10The legal dispute is resolved through fulfillment of the parties’ human interests. "Awareness of the importance of feelings, skill in managing the process of expressing emotion between the parties, and the ability to stay in touch with the emotional states of the parties are essential tools for successful mediation." Mark D. Bennett & Michelle S.G. Hermann, The Art of Mediation 96 (NITA 1996).

11The goal of negotiating toward the resolution of a dispute in mediation must be to "aim for mutual satisfaction, not victory." William Ury, Getting Past No 156 (1993) (emphasis supplied).

12A mediator’s proposal is not a proposal whereby the mediator imposes his or her will upon the parties. This is not an arbitrator’s award.

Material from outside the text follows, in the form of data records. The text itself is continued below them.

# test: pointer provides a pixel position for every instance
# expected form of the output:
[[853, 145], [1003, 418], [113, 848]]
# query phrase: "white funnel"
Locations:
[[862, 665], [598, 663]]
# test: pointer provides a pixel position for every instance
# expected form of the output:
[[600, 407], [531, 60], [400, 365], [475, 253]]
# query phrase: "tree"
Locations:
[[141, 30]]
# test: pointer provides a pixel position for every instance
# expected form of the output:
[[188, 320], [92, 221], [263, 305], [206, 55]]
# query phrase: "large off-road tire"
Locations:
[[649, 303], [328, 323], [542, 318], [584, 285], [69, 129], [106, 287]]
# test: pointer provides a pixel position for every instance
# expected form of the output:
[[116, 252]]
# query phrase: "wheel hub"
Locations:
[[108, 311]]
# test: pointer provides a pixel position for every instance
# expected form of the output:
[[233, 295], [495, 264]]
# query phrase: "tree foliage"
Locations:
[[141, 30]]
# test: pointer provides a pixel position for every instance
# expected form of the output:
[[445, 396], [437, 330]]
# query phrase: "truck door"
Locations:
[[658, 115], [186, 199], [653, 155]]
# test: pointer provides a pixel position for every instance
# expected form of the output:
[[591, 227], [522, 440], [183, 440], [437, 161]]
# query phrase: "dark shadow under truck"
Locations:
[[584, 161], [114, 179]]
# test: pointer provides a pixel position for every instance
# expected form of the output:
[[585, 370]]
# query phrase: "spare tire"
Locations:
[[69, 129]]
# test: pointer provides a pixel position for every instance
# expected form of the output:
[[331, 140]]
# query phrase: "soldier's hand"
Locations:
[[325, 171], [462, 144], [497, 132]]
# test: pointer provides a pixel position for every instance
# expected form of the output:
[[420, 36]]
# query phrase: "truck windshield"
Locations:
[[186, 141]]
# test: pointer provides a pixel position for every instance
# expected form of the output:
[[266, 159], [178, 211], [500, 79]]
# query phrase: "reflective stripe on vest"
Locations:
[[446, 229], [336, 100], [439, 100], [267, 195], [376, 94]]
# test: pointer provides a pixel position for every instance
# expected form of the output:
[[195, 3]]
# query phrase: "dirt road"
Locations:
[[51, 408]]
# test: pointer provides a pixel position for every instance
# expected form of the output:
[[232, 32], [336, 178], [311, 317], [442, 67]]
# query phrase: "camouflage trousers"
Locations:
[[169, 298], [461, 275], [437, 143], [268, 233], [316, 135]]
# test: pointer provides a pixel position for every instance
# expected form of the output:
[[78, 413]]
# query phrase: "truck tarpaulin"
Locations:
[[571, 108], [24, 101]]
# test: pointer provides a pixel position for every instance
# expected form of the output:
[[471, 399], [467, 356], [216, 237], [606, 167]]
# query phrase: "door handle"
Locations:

Rather, it is the mediator’s attempt to achieve a common ground between the RSRs of the parties. This may not, necessarily, be an equal ground between them. It requires not only trust in the mediator, but the mediator’s genuine efforts to bring together the common interests of the parties.

13Mediation offers the mediator a chance to infuse humanity and mutuality: "[T]o achieve mutual resolution of a matter, much of the mediator’s work will involve motivating human behavior." Kimberlee K. Kovach, Mediation, Principles and Practice 37 (1994) (emphasis supplied). Indeed, underlying the mediation "process is the philosophy that any agreement should be voluntarily arrived at by the parties. It is believed that the parties will be more satisfied, and thus more likely to abide by the agreement, if it is of their own creation, and there is evidence to support this premise." John S. Murray, et al., Mediation and Other Non-Binding ADR Processes 81 (1996) (citing McEwen & Maiman, Mediation in Small Claims Court: Achieving Compliance Through Consent, 18 Law & Soc. Rev. 11, 40-47 (1984) (finding that a higher percentage of the parties studied complied with a mediated settlement than with a court-ordered judgment)).

14This achievement must in all instances be secured through a "mediation agreement." "If the mediation is successful, a settlement agreement must be drafted." John W. Cooley, Mediation Advocacy 153 (NITA 1996). This agreement becomes the testament to the parties’ mutually achieved (or mediator-prompted) equitable resolution.